2012 Second International Workshop on Earth Observation and Remote Sensing Applications

978-1-4673-1946-1/12/$31.00 ©2012 IEEE.

Comparison of Pixel-Based and Object-Based Classification for Glacier Change Detection

Ibad-Ur-Rehman Raza [1], Syed Saqib Ali Kazmi [2], Syed Saad Ali [3], Ejaz Hussain [4]

Institute of Geographic Information Systems, School of Civil & Environmental Engineering, National University of Sciences &

Technology

Islamabad, Pakistan

[email protected] [1], [email protected] [2], [email protected] [3], [email protected] [4]

Abstract— This research paper compares the result of Object

based and Pixel based classification techniques for glacier

change detection on Landsat Thematic mapper (TM) and

Enhanced Thematic Mapper (ETM+) imageries.
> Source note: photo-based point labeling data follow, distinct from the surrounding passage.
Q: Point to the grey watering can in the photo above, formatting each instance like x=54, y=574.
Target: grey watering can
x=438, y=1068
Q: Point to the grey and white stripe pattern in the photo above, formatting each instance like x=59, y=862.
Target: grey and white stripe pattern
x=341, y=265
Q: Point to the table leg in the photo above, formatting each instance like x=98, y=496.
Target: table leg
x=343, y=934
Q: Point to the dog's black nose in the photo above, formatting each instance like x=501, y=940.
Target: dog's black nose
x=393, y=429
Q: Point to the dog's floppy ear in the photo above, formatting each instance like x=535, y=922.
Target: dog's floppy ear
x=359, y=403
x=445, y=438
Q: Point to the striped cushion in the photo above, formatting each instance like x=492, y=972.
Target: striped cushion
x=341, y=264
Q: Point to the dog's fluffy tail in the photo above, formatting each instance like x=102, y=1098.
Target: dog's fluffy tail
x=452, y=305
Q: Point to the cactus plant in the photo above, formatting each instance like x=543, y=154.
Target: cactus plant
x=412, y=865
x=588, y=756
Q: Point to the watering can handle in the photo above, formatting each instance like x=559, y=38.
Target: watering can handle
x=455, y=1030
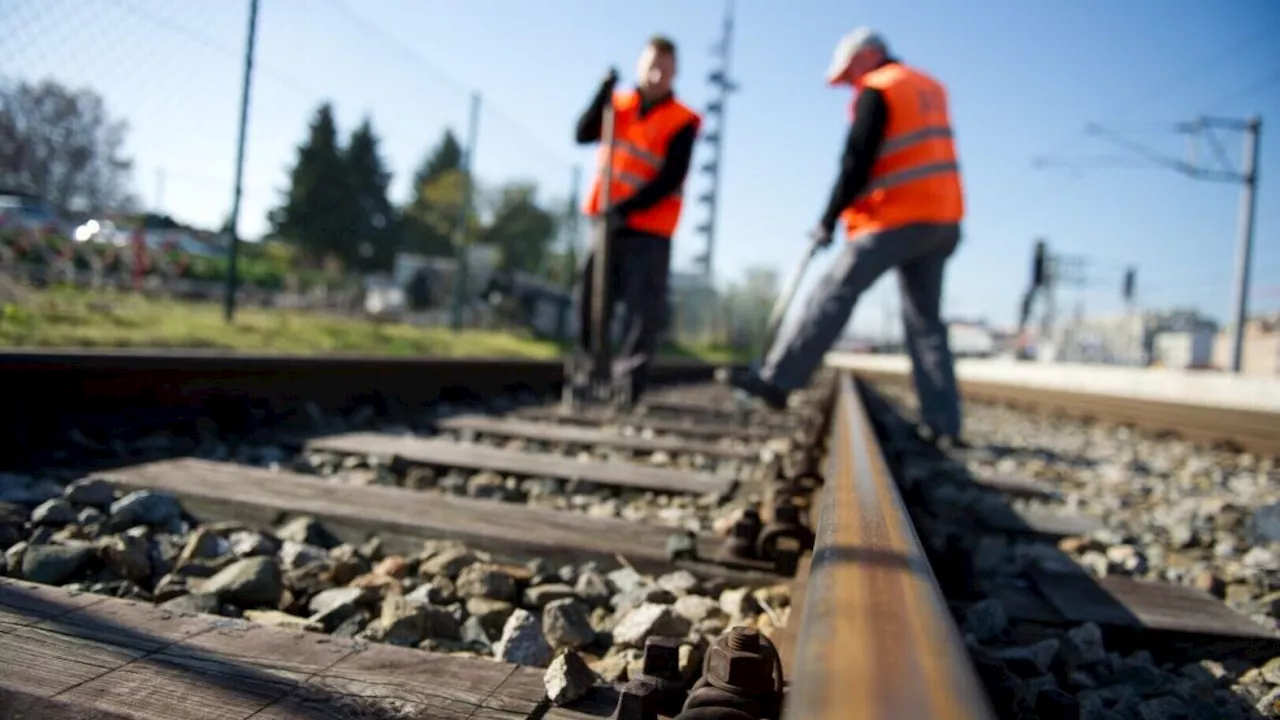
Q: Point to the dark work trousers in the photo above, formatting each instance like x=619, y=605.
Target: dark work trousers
x=638, y=277
x=919, y=253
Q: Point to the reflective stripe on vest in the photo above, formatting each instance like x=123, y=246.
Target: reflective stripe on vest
x=639, y=145
x=915, y=178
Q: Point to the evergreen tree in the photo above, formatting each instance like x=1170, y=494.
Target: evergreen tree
x=318, y=213
x=521, y=229
x=447, y=155
x=376, y=226
x=435, y=201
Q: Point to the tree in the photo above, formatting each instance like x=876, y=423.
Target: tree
x=520, y=228
x=318, y=212
x=63, y=146
x=376, y=223
x=447, y=155
x=437, y=196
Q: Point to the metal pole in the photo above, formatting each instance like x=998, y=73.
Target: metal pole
x=602, y=295
x=1244, y=247
x=232, y=249
x=460, y=228
x=570, y=250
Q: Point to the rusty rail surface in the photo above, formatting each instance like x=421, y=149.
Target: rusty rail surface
x=1252, y=431
x=876, y=639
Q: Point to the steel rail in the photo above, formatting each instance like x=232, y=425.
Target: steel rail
x=876, y=638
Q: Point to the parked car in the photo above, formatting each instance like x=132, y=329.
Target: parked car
x=28, y=213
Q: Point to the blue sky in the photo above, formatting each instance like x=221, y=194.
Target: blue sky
x=1024, y=80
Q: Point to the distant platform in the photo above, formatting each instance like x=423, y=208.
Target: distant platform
x=1207, y=388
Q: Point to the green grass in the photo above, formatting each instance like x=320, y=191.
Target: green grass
x=72, y=318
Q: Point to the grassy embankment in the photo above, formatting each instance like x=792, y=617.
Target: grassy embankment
x=69, y=318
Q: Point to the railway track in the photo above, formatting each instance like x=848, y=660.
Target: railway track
x=364, y=538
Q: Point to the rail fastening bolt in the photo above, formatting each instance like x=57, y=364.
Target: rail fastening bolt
x=744, y=639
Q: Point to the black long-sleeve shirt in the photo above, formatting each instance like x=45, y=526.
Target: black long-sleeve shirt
x=862, y=147
x=675, y=167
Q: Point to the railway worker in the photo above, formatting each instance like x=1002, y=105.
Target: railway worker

The objective

of this study is to see which classification method performs better

for change detection in mountainous regions. Northern face of

Himalayan region, The study area is undergoing climate change

in the form of rapid melting of glacial ice mass, expansion of the

existing lakes and creation of new lakes. This results in Glacial

Lake Outburst Flood (GLOF) and breach or outburst from ice

and ‘moraine dams’ causing devastating floods downstream. The

global warming phenomenon worldwide has resulted in a

significant decrease in glacial cover. Glacier’s change monitoring

and permafrost-related hazards have long been studied using

remote sensing data and techniques to assess the damage. The

world is facing a serious problem of handling the climate change

issue and its effects on humans as well as on natural resources.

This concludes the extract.